Reputation: 37
I have data that looks like:
0.2 0.8 val1
0.3 0.7 val1
0.9 0.1 val1
0.22 0.78 val2
0.30 0.70 val3
0.00 1.00 val3
What I would like is a barplot where each row is plotted as its own bar but in the names for the x-axis, I would don't want "val1" 3 times, I just want it once and centralized (with respect to the val1 bars). I googled a lot but do not know what to google honestly.
Upvotes: 0
Views: 276
Reputation: 67778
Another ggplot
alternative:
df <- read.table(text = "
0.2 0.8 val1
0.3 0.7 val1
0.9 0.1 val1
0.22 0.78 val2
0.30 0.70 val3
0.00 1.00 val3")
names(df) <- c("y1", "y2", "x1")
df$x2 <- 1:nrow(df)
df2 <- melt(df, id.vars = c("x1", "x2"))
xlabs <- ddply(.data = df, .variables = .(x1), summarize, xval = median(x2))
labs$x1 <- labs$x1
ggplot(data = df2, aes(x = x2, y = value, fill = variable)) +
geom_bar(stat = "identity") +
scale_x_continuous(breaks = labs$xval, labels = labs$x1) +
xlab("")
Upvotes: 0
Reputation: 93908
Something like this maybe?
dat <- read.table(text="0.2 0.8 val1
0.3 0.7 val1
0.9 0.1 val1
0.22 0.78 val2
0.30 0.70 val3
0.00 1.00 val3",header=FALSE)
bp <- barplot(t(as.matrix(dat[1:2])))
axis(1,at=tapply(bp,dat[,3],mean),labels=unique(dat[,3]))

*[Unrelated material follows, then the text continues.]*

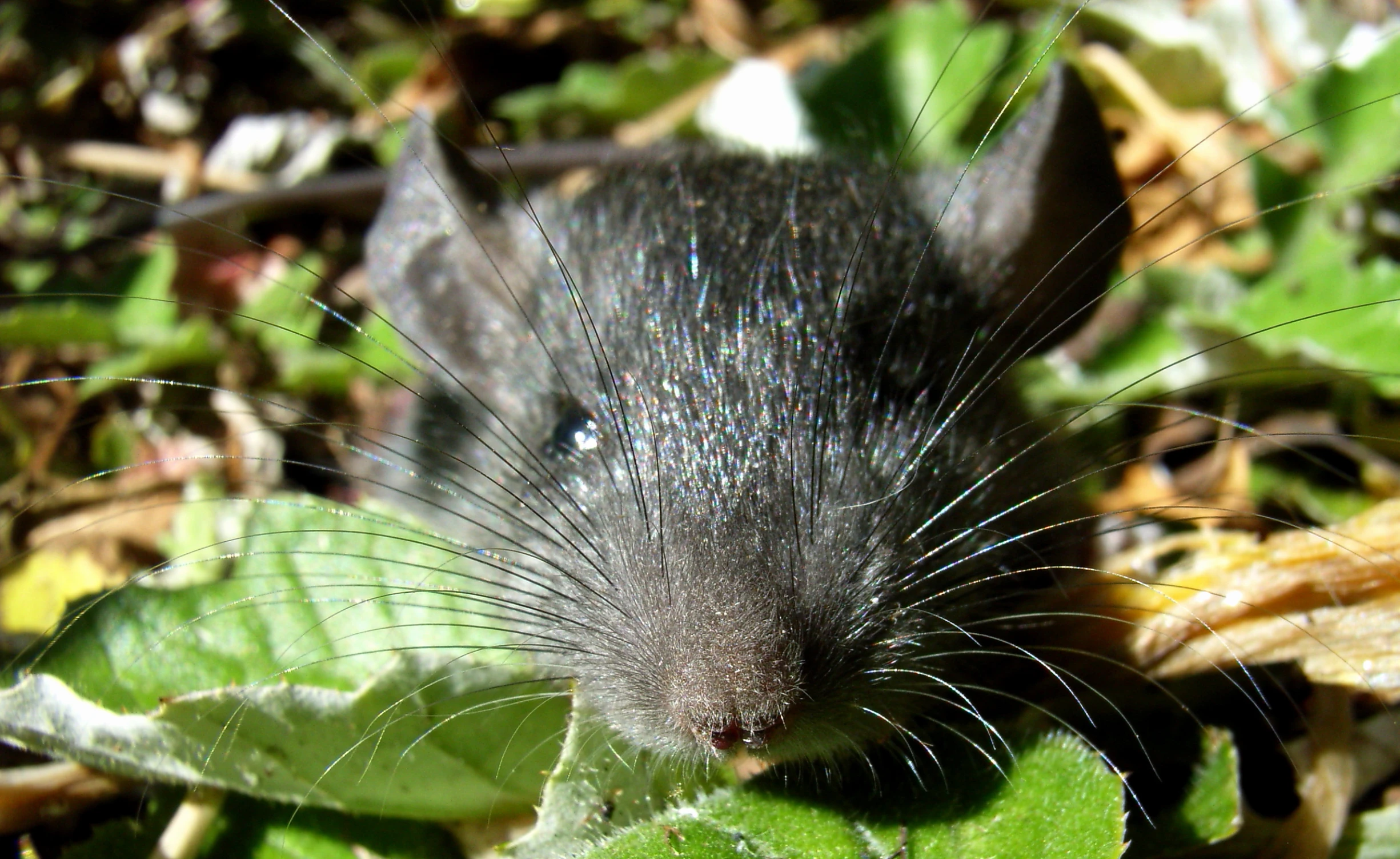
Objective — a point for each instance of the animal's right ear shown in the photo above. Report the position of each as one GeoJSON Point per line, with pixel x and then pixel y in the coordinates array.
{"type": "Point", "coordinates": [451, 271]}
{"type": "Point", "coordinates": [1038, 223]}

I don't know how you're going to differentiate what label belongs to what bar though - the result is really quite confusing with "6 distinct bars but 3 labels on the x axis" as requested.
To avoid the grouping confusion you could always do something like:
bp <- barplot(t(as.matrix(dat[1:2])))
mapply(
function(a,b,c) axis(1,at=c(a,b,c),labels=FALSE),
tapply(bp,dat[,3],tail,1),
tapply(bp,dat[,3],head,1),
tapply(bp,dat[,3],mean)
)
axis(1,at=tapply(bp,dat[,3],mean),labels=unique(dat[,3]),lwd=NA)
Upvotes: 0
Reputation: 15458
> mydata
col1 col2 variable
1 0.20 0.80 val1
2 0.30 0.70 val1
3 0.90 0.10 val1
4 0.22 0.78 val2
5 0.30 0.70 val3
6 0.00 1.00 val3
library(ggplot2)
mm <- ddply(mydata, .(variable), summarise, mecol1 = mean(col1),mecol2=mean(col2))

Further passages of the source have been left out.